Snapshot and restore in Elasticsearch - Time & Space Complexity
When working with Elasticsearch snapshots and restores, it's important to understand how the time to complete these operations changes as the data size grows.
We want to know how the execution time scales when taking or restoring snapshots of indexes.
Analyze the time complexity of the following snapshot creation request.
PUT /_snapshot/my_backup/snapshot_1
{
"indices": "logs-*",
"ignore_unavailable": true,
"include_global_state": false
}
This code creates a snapshot of all indices matching "logs-*" pattern, saving their data to a repository.
Let's find the main repeated work inside snapshot creation.
- Primary operation: Reading and copying data segments from each shard of the matched indices.
- How many times: Once per shard, for all shards in all matched indices.
As the number of shards and the size of data grow, the snapshot process reads more data.
| Input Size (n shards) | Approx. Operations (data read) |
|---|---|
| 10 | Reads data from 10 shards |
| 100 | Reads data from 100 shards |
| 1000 | Reads data from 1000 shards |
Pattern observation: The work grows roughly in direct proportion to the number of shards and their data size.
Time Complexity: O(n)
This means the time to snapshot grows linearly with the number of shards and amount of data.

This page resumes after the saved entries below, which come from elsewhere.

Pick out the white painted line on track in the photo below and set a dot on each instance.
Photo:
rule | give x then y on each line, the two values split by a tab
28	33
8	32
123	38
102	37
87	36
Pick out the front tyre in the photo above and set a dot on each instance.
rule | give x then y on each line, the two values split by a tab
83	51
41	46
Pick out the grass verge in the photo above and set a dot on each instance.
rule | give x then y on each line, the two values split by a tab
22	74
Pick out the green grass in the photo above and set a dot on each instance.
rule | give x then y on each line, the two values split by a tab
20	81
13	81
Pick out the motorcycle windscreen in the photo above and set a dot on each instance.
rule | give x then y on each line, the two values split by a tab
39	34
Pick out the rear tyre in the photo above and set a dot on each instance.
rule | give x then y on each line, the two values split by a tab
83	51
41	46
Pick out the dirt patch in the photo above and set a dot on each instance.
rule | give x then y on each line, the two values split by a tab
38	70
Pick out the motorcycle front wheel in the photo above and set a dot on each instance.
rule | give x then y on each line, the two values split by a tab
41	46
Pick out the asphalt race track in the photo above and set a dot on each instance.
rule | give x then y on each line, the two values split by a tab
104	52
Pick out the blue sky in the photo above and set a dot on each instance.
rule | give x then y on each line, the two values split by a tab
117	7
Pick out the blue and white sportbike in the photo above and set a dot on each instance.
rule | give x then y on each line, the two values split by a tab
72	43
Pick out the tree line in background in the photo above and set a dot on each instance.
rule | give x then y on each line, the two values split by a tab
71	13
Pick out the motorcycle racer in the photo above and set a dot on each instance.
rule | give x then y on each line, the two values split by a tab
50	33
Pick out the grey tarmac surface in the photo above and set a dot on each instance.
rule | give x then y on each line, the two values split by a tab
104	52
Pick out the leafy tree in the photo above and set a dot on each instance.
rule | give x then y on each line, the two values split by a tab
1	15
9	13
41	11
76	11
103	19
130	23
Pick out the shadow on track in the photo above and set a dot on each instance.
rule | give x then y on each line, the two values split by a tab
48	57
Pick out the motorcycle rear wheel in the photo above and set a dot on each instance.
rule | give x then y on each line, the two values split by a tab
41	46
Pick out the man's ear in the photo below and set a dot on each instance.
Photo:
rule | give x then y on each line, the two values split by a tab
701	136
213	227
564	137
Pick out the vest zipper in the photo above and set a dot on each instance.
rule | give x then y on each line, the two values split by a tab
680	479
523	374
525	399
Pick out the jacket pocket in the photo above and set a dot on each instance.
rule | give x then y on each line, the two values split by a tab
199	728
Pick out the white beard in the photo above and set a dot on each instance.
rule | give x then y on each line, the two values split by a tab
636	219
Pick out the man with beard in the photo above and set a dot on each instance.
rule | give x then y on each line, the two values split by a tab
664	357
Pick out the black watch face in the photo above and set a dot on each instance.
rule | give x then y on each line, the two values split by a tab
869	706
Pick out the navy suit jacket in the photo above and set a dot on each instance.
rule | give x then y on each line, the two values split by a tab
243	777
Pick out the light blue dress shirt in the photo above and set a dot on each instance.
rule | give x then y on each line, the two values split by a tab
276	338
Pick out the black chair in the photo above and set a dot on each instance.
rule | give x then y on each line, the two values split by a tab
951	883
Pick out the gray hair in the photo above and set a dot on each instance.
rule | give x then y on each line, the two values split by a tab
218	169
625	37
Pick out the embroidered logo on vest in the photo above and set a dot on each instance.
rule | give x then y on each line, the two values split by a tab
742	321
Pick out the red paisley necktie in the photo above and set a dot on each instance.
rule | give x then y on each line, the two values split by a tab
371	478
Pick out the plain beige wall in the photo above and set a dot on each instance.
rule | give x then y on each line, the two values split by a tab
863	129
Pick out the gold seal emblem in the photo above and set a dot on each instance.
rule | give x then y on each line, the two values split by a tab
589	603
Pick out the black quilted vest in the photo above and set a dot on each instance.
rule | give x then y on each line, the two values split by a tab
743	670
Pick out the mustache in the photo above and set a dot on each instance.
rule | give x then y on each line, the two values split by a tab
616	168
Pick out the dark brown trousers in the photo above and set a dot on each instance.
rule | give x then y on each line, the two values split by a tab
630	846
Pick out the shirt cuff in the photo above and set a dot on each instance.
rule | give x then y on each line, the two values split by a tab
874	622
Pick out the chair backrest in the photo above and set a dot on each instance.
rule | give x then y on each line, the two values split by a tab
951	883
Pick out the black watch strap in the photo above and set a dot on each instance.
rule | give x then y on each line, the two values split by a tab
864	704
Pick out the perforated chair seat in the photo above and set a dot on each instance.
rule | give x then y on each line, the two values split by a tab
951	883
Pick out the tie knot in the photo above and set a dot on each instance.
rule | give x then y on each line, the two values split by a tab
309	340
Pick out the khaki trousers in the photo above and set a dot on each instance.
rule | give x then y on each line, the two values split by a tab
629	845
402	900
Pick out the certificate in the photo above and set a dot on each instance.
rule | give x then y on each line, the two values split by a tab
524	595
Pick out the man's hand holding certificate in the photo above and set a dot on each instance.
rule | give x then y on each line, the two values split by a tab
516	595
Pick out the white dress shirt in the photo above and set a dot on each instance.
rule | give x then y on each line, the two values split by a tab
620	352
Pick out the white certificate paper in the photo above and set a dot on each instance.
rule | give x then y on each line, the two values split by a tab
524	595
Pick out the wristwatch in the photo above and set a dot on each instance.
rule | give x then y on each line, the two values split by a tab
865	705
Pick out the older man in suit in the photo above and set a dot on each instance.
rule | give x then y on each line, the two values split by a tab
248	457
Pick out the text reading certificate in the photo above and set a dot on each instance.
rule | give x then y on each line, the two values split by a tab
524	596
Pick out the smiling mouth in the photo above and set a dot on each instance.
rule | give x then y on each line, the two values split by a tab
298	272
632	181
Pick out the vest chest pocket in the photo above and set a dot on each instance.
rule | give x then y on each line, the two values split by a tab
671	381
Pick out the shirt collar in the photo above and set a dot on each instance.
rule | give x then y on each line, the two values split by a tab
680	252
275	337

[X] Wrong: "Snapshot time is constant no matter how much data we have."
[OK] Correct: Snapshotting reads actual data from each shard, so more data means more time.
Understanding how snapshot and restore scale helps you design systems that handle backups efficiently and predict their impact on performance.
"What if we snapshot only a single index instead of multiple indices? How would the time complexity change?"